Meantime she and Floris are looking forward to seeing their summer’s hard work start to pay off as they join the ranks of a new generation of young goat farmers keen to make their mark on the land.
Farmers: Samantha Juby and Floris Melis
Location: Pukemoremore, Cambridge Waikato.
Size: 46ha combined area.
Contour: rolling to flat.
Herd size: 700
Farm dairy: 40 aside rapid exit design.
Supply company: Dairy Goat Co-operative.
Grazing system: cut and carry.
Expected production: 70,000kg Milk solids
Why goats milk?
Anyone who is farming goats will happily talk about their inquisitive, friendly nature, but all goat farmers also have solid economic reasons for choosing these interesting animals.
The Dairy Goat Co-operative has maintained a low profile over past years, quietly building up an international reputation for delivering high quality, high value goats’ milk while also building up farmer numbers back home, to now total 72.
In Hamilton the Dairy Goat Co-operative has a state of the art purpose built plant for the processing of fresh goats’ milk into high value formula.
Formed in 1984 from the amalgamation of several goat milk co-operatives the company has established high value markets in 27 countries around the world.
Goat’s milk has gained popularity as a substitute for cow’s milk, with its oligosaccharides similar in structure to human milk oligosaccharides, and at levels 10 times higher than cows’ milk.
As an infant formula base, goat’s milk only requires the addition of small amounts of two amino acids to deliver the essential and semi-essential amino acids needed for infants.
In contrast, cow’s milk can require the addition of lactose and fatty acids, vitamins and iron, along with additional processing steps to remove and replace fat and protein elements. Goat’s milk formulas also do not require the addition of vegetable oils, retaining goat milk fat that is more readily absorbed by infants.

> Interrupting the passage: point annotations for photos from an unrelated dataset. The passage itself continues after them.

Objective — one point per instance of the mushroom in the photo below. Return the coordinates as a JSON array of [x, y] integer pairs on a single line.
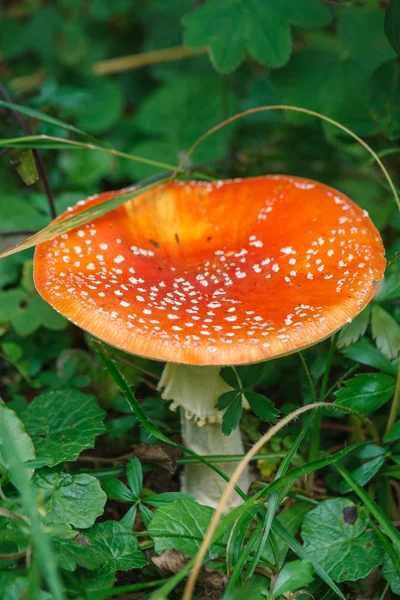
[[203, 275]]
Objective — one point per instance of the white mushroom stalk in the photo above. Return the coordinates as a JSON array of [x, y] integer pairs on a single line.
[[195, 391]]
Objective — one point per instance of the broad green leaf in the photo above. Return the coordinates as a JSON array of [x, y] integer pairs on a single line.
[[367, 354], [14, 587], [393, 435], [392, 24], [181, 526], [134, 474], [21, 439], [75, 500], [390, 289], [352, 332], [62, 423], [342, 546], [262, 406], [366, 392], [118, 491], [108, 545], [261, 28], [386, 332], [229, 376], [389, 573], [293, 576], [385, 98], [368, 46]]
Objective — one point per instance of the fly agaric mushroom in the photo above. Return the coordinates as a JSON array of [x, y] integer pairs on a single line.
[[203, 275]]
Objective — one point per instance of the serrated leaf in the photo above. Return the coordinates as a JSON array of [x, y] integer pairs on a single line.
[[181, 526], [341, 546], [62, 423], [262, 406], [75, 500], [134, 474], [22, 440], [261, 28], [352, 332], [293, 576], [386, 332], [366, 392], [393, 434]]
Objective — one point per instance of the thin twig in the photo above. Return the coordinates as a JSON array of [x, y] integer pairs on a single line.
[[17, 232], [38, 159], [134, 61]]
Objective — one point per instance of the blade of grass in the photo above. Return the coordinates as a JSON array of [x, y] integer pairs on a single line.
[[70, 222], [393, 555], [372, 507], [298, 549], [143, 418], [45, 553]]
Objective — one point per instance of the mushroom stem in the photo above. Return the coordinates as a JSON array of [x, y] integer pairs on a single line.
[[196, 391]]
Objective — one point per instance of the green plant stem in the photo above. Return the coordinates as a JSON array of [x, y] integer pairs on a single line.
[[394, 409], [316, 428]]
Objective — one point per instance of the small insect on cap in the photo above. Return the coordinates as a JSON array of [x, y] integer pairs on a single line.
[[219, 273]]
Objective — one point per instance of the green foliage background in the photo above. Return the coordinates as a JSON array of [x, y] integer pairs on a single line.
[[329, 56]]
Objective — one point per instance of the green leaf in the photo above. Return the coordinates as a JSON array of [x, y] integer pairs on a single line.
[[367, 354], [181, 526], [390, 289], [385, 98], [75, 500], [389, 573], [262, 406], [167, 497], [134, 474], [234, 408], [14, 587], [293, 576], [352, 332], [24, 163], [366, 392], [118, 491], [392, 24], [369, 47], [22, 440], [229, 376], [251, 374], [62, 423], [386, 332], [393, 434], [261, 28], [342, 546], [109, 545], [363, 474]]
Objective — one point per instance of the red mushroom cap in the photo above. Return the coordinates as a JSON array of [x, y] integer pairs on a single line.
[[221, 273]]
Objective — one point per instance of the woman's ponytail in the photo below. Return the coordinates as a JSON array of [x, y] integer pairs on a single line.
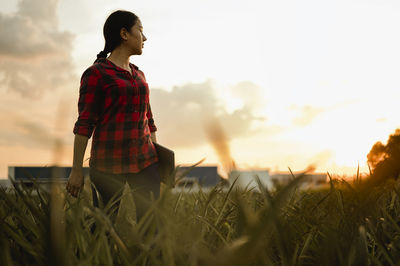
[[111, 30], [102, 54]]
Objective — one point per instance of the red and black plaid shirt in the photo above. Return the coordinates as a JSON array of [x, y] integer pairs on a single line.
[[115, 105]]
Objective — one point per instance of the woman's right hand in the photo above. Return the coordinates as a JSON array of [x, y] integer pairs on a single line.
[[75, 182]]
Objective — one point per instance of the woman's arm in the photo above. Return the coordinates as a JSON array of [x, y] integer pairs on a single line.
[[75, 180], [153, 136]]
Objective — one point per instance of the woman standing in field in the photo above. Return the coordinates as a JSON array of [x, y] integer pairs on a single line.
[[114, 106]]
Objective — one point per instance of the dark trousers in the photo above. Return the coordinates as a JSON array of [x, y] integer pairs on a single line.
[[145, 185]]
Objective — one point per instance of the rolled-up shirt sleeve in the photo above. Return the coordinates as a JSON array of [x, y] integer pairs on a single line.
[[88, 105], [149, 114]]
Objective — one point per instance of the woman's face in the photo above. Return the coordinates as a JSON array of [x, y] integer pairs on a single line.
[[135, 38]]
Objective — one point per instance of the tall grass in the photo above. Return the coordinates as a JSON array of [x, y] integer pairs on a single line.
[[349, 223]]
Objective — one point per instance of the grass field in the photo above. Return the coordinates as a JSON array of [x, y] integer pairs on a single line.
[[349, 223]]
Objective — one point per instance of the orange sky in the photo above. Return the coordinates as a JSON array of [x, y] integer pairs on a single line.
[[291, 84]]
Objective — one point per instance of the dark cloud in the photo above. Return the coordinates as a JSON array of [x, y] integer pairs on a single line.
[[181, 114], [383, 159], [35, 56]]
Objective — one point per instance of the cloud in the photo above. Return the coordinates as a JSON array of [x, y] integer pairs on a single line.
[[307, 114], [35, 56], [182, 113]]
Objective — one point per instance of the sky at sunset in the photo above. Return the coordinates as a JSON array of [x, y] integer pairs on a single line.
[[291, 83]]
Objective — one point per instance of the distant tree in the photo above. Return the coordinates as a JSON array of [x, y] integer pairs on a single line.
[[384, 160]]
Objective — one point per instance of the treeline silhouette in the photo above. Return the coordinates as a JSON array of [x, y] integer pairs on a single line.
[[384, 160]]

The Dairy Goat Co-operative has also developed technology to reduce damage to the fragile fat molecules in their product, and as a result remove the “goat” smell that can accompany products with damaged fat molecules in it.
For parents seeking a sustainably produced formula for their infant, the co-operative has also developed technology that does not require the formula to be modified by the addition of vegetable oils that can include palm oil.